Benteng ini memiliki 12 pintu gerbang yang disebut Lawa dan 16 emplasemen meriam yang mereka sebut Baluara. Karena letaknya pada puncak bukit yang cukup tinggi dengan lereng yang cukup terjal memungkinkan tempat ini sebagai tempat pertahanan terbaik di zamannya. Dari tepi benteng yang sampai saat ini masih berdiri kokoh anda dapat menikmati pemandangan kota Bau-Bau dan hilir mudik kapal di selat Buton dengan jelas dari ketinggian,suatu pemandangan yang cukup menakjukkan. Selain itu, di dalam kawasan benteng dapat dijumpai berbagai peninggalan sejarah Kesultanan Buton.
Benteng Kesultanan Buton dibangun pada abad ke-16 oleh Sultan Buton III bernama La Sangaji yang bergelar Sultan Kaimuddin (1591-1596). Pada awalnya, benteng tersebut hanya dibangun dalam bentuk tumpukan batu yang disusun mengelilingi komplek istana dengan tujuan untuk mambuat pagar pembatas antara komplek istana dengan perkampungan masyarakat sekaligus sebagai benteng pertahanan. Pada masa pemerintahan Sultan Buton IV yang bernama La Elangi atau Sultan Dayanu Ikhsanuddin, benteng berupa tumpukan batu tersebut dijadikan bangunan permanen.

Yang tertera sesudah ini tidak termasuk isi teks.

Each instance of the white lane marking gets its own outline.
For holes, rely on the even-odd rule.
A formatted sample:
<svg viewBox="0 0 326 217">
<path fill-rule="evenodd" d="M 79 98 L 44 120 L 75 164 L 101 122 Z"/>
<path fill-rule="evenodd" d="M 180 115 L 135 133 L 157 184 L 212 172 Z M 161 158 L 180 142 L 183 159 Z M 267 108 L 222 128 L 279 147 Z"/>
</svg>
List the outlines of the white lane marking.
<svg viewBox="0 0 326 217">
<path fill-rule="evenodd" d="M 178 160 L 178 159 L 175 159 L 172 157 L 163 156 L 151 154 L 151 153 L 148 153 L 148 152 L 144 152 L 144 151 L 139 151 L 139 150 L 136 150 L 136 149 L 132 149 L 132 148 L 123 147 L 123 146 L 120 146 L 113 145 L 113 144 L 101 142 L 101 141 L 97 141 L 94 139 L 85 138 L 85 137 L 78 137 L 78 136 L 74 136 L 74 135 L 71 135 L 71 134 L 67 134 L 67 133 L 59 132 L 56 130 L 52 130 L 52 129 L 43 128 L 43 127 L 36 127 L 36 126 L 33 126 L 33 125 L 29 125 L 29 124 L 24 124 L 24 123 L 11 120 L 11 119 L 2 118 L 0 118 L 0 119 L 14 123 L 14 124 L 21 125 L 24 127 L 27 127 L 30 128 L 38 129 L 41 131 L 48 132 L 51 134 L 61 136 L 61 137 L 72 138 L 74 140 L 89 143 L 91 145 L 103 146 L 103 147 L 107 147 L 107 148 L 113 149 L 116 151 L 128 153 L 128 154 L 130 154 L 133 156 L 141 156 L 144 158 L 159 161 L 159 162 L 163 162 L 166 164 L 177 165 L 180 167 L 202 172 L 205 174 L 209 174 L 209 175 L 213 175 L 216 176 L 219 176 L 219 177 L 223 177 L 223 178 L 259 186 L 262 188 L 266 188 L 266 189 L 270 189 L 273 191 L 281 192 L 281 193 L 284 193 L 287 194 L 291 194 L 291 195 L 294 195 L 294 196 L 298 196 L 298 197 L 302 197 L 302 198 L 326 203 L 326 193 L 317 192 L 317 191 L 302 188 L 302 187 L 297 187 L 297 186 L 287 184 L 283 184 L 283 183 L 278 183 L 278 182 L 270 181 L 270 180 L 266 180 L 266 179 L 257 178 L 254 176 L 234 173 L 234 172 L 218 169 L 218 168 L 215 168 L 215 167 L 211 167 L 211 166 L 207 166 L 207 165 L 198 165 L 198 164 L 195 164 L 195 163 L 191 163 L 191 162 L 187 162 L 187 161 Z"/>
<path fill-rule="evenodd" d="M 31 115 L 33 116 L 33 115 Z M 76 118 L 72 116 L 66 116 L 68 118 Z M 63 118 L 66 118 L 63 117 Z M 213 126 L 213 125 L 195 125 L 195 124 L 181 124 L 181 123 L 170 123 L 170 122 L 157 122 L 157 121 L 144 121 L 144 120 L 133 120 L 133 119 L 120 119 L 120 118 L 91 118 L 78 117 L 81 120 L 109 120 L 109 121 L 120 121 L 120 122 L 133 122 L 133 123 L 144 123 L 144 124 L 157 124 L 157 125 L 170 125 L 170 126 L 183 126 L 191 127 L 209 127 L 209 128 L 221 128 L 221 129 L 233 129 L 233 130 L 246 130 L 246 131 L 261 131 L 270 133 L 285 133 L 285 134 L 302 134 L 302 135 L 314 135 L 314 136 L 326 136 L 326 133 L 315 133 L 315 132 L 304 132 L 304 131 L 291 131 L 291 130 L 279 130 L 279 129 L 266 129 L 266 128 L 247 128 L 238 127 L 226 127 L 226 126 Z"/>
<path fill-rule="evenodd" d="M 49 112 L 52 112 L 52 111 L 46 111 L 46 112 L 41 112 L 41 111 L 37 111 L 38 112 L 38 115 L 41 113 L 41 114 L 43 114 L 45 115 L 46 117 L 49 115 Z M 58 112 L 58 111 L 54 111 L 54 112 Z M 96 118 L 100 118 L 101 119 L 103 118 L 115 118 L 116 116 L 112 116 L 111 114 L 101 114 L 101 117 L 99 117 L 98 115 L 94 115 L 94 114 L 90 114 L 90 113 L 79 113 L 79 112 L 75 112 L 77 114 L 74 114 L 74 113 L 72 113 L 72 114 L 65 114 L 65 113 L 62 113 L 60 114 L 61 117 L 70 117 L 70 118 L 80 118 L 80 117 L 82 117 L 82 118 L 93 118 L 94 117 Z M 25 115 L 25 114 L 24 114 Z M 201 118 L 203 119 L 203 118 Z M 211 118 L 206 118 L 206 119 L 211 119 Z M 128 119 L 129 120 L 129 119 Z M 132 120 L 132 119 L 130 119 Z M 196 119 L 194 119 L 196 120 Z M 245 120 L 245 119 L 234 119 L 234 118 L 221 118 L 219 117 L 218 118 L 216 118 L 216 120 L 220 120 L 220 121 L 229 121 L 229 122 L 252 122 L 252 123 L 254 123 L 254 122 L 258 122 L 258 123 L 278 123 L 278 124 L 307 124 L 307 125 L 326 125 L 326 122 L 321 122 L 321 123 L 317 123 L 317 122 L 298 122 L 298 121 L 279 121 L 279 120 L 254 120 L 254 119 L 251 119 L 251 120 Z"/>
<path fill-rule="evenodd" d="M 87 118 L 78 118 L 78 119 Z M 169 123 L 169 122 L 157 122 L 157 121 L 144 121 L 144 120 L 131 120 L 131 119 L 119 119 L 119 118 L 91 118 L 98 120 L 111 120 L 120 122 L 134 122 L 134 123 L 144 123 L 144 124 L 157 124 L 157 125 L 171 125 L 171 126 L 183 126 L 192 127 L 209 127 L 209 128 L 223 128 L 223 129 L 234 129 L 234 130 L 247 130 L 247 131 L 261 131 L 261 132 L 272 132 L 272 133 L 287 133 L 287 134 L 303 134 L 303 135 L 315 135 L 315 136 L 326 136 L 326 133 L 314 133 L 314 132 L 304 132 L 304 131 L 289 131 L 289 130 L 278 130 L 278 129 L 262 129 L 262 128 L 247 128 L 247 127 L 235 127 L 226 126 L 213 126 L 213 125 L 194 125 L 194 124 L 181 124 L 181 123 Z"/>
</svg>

Pada masa kejayaan pemerintahan Kesultanan Buton, keberadan Benteng Kesultanan Buton memberi pengaruh besar terhadap eksistensi Kerajaan. Dalam kurun waktu lebih dari empat abad, Kesultanan Buton bisa bertahan dan terhindar dari ancaman musuh. Dari tepi benteng yang sampai saat ini masih berdiri kokoh anda dapat menikmati pemandangan kota Bau-Bau dan hilir mudik kapal di selat Buton dengan jelas dari ketinggian
Benteng ini terdiri dari tiga komponen yaitu Badili, Lawa, dan Baluara
Objek wisata ini merupakan meriam yang terbuat dari besi tua yang berukuran 2 sampai 3 depa. Meriam ini bekas persenjataan Kesultanan Buton peninggalan Portugis dan Belanda yang dapat ditemui hampir pada seluruh benteng di Kota Bau-Bau.
Dalam bahasa Wolio berarti pintu gerbang. Lawa berfungsi sebagai penghubung keraton dengan kampung-kampung yang berada di sekeliling benteng keraton. Terdapat 12 lawa pada benteng keraton. Angka 12 menurut keyakinan masyarakat mewakili jumlah lubang pada tubuh manusia, sehingga benteng keraton diibaratkan sebagai tubuh manusia. Ke-12 lawa memiliki masing-masing nama sesuai dengan gelar orang yang mengawasinya, penyebutan lawa dirangkai dengan namanya. Kata lawa diimbuhi akhiran 'na' menjadi 'lawana'. Akhiran 'na' dalam bahasa Buton berfungsi sebagai pengganti kata milik "nya". Setiap lawa memiliki bentuk yang berbeda-beda tapi secara umum dapat dibedakan baik bentuk, lebar maupun konstruksinya ada yang terbuat dari batu dan juga dipadukan dengan kayu, semacam gazebo di atasnya yang berfungsi sebagai menara pengamat. 12 Nama lawa di antaranya: lawana rakia, lawana lanto, lawana labunta, lawana kampebuni, lawana waborobo, lawana dete, lawana kalau, lawana wajo/bariya, lawana burukene/tanailandu, lawana melai/baau, lawana lantongau dan lawana gundu-gundu.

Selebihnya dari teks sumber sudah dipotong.